Quiubo mis amigos, cuates, valedores, cuadernos, camaradas, compadres, brothers, manos, viejos y demás como se suele decir o solemos decirnos, pues nada aquí empezando la semana y con ello una nueva entrada de este su blog, si no de cabecera, al menos frecuente jejejeje. En esta ocasión quisiera tocar un tema que yo creo que para algunos, y entre ellos incluyome, tiene cierta o mucha reelevancia y eso es la trascendencia, no entraré en pendejadas etimológicas del origen de la palabra y demás, sólo mencionar que a grandes rasgos la trascendencia pues es ir más allá, incluso después de la muerte.

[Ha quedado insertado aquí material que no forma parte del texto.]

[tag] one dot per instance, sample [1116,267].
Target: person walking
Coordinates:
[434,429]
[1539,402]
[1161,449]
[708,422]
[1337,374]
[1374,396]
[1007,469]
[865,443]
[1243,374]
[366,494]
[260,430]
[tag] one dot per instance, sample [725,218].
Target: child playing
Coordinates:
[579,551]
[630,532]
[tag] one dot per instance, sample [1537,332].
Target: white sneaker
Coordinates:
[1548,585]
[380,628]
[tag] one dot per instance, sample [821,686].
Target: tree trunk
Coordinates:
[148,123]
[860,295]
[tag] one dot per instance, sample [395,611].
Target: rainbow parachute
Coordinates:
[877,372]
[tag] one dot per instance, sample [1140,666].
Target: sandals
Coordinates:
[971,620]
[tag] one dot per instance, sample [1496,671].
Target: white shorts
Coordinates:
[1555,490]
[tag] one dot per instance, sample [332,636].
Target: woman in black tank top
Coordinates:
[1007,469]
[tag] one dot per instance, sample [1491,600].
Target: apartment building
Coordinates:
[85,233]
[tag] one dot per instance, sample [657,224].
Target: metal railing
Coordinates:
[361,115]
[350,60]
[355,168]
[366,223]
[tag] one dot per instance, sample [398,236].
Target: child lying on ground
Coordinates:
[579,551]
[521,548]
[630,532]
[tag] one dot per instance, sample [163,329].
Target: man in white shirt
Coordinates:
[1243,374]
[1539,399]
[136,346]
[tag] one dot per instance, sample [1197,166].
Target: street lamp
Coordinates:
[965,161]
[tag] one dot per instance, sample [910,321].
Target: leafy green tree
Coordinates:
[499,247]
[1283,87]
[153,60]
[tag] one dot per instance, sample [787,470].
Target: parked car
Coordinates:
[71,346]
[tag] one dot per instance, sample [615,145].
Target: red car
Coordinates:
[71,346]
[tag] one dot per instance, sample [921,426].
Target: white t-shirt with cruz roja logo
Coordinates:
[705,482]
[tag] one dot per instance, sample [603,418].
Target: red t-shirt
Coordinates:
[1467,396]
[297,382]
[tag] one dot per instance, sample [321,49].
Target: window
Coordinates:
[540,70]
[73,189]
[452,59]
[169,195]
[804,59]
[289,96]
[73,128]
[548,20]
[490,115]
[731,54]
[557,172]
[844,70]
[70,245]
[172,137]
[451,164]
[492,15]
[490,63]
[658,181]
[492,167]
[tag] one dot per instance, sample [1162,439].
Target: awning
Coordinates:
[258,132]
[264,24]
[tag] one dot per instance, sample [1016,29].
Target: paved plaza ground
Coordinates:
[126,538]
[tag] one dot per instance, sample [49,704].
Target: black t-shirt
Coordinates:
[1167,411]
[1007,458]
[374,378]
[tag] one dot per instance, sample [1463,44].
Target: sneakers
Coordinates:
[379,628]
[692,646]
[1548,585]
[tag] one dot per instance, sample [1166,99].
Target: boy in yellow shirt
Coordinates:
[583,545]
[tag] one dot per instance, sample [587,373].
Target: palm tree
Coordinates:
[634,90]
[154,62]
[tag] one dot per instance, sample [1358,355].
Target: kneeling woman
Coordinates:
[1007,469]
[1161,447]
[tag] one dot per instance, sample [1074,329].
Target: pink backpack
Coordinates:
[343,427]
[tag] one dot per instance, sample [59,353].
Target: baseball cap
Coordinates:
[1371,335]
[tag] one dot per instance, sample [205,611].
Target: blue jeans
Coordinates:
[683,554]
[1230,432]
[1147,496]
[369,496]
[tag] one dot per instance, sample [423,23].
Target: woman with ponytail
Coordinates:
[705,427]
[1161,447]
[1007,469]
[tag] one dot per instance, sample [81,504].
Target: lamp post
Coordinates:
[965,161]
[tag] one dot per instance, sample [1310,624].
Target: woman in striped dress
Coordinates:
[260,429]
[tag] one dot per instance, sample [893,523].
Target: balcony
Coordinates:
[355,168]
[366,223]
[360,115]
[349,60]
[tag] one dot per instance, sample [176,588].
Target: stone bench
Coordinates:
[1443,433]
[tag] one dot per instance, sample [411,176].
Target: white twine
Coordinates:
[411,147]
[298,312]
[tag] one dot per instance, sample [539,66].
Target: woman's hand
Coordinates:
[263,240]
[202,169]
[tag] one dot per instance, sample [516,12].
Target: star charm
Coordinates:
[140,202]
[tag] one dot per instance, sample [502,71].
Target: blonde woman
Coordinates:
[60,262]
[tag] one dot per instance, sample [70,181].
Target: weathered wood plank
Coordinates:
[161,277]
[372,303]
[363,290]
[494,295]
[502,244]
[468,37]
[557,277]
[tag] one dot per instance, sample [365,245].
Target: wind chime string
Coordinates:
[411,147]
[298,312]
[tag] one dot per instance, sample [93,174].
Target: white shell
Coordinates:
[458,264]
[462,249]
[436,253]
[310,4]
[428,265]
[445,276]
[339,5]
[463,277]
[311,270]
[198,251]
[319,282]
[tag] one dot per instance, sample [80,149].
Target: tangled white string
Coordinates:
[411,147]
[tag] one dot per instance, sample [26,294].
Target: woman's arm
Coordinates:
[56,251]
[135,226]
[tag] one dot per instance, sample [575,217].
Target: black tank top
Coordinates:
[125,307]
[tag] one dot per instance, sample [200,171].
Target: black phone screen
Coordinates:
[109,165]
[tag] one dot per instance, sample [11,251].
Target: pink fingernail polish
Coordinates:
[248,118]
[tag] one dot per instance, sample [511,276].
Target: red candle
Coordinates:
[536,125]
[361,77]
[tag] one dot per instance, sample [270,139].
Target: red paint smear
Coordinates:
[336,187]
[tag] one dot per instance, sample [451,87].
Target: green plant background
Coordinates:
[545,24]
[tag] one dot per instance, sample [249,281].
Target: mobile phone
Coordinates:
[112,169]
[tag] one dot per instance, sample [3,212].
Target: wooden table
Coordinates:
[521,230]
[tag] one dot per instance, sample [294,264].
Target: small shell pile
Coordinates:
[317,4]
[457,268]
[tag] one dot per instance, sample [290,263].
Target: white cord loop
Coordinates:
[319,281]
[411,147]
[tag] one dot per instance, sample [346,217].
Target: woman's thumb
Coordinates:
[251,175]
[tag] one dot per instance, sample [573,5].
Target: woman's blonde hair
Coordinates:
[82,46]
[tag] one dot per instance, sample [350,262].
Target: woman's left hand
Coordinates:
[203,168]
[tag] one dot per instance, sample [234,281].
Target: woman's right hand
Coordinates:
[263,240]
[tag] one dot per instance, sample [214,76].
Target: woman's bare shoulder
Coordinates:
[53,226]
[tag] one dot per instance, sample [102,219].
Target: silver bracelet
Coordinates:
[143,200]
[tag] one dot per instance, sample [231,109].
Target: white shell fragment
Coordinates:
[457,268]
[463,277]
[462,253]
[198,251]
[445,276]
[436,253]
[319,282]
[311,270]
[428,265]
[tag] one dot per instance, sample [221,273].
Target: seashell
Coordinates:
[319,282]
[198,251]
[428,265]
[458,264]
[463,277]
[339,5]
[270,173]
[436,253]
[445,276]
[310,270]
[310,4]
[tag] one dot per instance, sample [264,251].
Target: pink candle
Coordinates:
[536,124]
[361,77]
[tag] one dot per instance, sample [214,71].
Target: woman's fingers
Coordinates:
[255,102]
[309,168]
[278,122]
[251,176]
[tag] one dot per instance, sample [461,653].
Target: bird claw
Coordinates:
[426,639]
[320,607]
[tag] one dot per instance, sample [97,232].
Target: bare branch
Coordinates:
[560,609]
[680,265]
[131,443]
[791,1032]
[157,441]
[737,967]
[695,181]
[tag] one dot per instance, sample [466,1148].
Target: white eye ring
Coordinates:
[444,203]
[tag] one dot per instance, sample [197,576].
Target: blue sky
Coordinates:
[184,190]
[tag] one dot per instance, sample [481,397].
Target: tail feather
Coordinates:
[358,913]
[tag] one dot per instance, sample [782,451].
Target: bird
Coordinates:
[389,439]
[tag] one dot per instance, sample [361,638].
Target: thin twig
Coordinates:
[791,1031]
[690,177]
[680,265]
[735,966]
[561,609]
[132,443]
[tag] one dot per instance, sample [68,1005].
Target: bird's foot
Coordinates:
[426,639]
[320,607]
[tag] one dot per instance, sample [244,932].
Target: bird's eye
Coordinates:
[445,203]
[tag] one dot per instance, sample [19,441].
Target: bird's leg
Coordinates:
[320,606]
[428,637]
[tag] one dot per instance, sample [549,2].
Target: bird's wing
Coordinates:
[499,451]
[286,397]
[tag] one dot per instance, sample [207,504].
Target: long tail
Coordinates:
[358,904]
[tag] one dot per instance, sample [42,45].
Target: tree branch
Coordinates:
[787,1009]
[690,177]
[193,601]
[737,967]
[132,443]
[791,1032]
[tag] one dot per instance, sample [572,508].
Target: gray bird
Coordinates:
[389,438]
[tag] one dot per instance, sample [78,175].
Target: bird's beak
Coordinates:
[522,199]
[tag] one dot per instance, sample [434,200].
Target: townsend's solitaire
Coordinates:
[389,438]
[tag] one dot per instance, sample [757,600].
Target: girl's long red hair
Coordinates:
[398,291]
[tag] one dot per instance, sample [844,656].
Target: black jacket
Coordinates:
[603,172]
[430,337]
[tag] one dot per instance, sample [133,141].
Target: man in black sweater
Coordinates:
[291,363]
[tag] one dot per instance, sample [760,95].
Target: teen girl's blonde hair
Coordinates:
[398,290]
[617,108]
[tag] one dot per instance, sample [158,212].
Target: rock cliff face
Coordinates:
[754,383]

No hablo de ser inmortal, físicamente hablando, pero si en ser inmortal a través de las personas que saben quien eres o quien fuiste en este caso. Muchas veces escuchamos aquella frase de que.... Las personas mueren realmente cuando dejamos de pensar en ellas y las olvidamos. Teniendo en cuenta esta idea me percaté que yo estoy lejos de trascender en esta vida, aunque claro lo sigo intentando, pero porque digo esto? por la sencilla razón de que la gente con la que yo crecí, en el barrio de mi niñez me ubican, saben quien soy, pero NO MI NOMBRE, y es que cada que me ven me llaman por el nombre de mi hermano, claro que él es cosa aparte, es la antítesis de lo que soy yo, muchos de ustedes, los que me conocen, saben que de entrada soy callado y tranquilo, serio, ya después si soy un desmadre pero de entrada siempre ha sido esa mi manera de ser, mi hermano es todo lo contrario, es mucho más sociable que yo.
Me puso a pensar en sí de verdad mi paso por esta vida ha sido, sino desapercibido, quizás poco notado por algunas personas, no lo sé y ni pienso mortificarme por ello, uno vive y hace lo que puede y mientras viva en el recuerdo de alguno, en algunas letras de estás que ahora puedes leer y con uno que me recuerde con eso me doy por bien servido, pues habré alcanzado la trascendencia.